The results were presented on Friday at a conference of the European Society of Cardiology in Ljubljana, Slovenia. The research presented in meetings is considered provisional until published in a journal.

"The abdomen is usually the first place we deposit fat, so people who are considered overweight BMI do not have a fat belly, more muscle, which is good for their health," explained Medina-Inojosa a press release. "Muscle is like a metabolic storehouse, helping to lessen lipid [fat] and blood sugar levels."

"If you have fat around your stomach and are larger than the size of your hips, visit your doctor to help your cardiovascular health judge and fat distribution, "he said. If you have central obesity [belly fat] the goal will be more the loss of the waist than the weight loss.
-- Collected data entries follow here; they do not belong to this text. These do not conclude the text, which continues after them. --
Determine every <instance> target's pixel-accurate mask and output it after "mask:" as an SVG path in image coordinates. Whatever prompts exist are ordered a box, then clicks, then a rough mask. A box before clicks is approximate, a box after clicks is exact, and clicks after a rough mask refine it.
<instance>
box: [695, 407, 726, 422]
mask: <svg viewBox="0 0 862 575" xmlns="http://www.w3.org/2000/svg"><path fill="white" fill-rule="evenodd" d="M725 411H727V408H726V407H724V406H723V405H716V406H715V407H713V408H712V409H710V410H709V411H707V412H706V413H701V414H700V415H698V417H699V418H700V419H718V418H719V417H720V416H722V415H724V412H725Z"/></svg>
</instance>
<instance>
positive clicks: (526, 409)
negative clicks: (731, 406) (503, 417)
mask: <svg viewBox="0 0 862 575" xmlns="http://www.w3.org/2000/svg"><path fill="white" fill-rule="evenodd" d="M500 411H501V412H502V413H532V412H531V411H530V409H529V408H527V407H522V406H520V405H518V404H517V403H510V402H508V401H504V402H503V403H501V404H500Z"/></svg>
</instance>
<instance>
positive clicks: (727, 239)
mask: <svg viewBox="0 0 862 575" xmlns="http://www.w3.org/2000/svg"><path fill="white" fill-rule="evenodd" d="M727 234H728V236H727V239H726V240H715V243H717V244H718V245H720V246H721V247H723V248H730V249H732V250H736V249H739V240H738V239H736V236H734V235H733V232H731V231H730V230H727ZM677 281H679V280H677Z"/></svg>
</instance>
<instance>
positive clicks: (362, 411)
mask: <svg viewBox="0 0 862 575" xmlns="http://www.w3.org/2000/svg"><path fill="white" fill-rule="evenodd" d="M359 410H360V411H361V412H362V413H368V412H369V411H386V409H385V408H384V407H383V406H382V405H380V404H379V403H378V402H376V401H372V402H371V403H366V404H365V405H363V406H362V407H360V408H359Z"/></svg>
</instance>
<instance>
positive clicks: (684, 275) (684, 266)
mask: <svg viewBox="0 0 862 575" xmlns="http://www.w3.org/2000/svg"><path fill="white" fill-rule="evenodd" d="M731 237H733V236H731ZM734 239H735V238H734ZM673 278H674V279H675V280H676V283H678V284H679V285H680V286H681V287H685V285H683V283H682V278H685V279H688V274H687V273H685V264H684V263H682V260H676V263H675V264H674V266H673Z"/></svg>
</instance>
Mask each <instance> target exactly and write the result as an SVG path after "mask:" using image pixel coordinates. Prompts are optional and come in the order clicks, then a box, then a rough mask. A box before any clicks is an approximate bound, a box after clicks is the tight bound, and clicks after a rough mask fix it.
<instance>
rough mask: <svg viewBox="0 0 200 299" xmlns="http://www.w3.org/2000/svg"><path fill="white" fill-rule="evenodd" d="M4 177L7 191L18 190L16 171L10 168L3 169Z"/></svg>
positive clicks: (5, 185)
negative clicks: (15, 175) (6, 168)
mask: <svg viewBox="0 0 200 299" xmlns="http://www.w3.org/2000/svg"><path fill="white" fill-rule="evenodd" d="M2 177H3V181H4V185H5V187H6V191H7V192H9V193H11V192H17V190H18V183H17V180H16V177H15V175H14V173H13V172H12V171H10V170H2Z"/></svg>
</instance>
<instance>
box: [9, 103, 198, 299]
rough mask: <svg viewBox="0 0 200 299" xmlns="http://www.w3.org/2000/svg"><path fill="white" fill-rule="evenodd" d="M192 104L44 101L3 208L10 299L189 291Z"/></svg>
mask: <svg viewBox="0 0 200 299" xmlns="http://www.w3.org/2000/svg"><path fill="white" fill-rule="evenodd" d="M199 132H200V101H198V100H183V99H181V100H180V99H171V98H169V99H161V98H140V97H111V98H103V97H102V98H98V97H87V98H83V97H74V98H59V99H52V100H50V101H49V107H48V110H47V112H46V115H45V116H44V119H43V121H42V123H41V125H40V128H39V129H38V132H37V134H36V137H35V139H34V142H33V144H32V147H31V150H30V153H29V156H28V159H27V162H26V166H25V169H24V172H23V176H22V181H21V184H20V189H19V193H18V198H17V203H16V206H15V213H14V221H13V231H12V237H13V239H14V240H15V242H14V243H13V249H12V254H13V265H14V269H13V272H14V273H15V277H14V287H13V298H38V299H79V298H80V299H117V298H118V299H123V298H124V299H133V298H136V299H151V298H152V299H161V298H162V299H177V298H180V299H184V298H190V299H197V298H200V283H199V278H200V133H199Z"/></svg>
Medina-Inojosa offered some suggestions on abdominal splitting.

Reduce sitting time by taking the stairs or getting off the train, stop early and walk, increase your muscle mass with strength and resistance training, and cut refined carbohydrates "he advised.

He added that doctors should not assume that people with a normal BMI have no risk for heart problems.

"Our study shows that physicians should also measure central obesity [belly fat] to get a better picture of whether a patient is at risk," said Medina-Inojosa.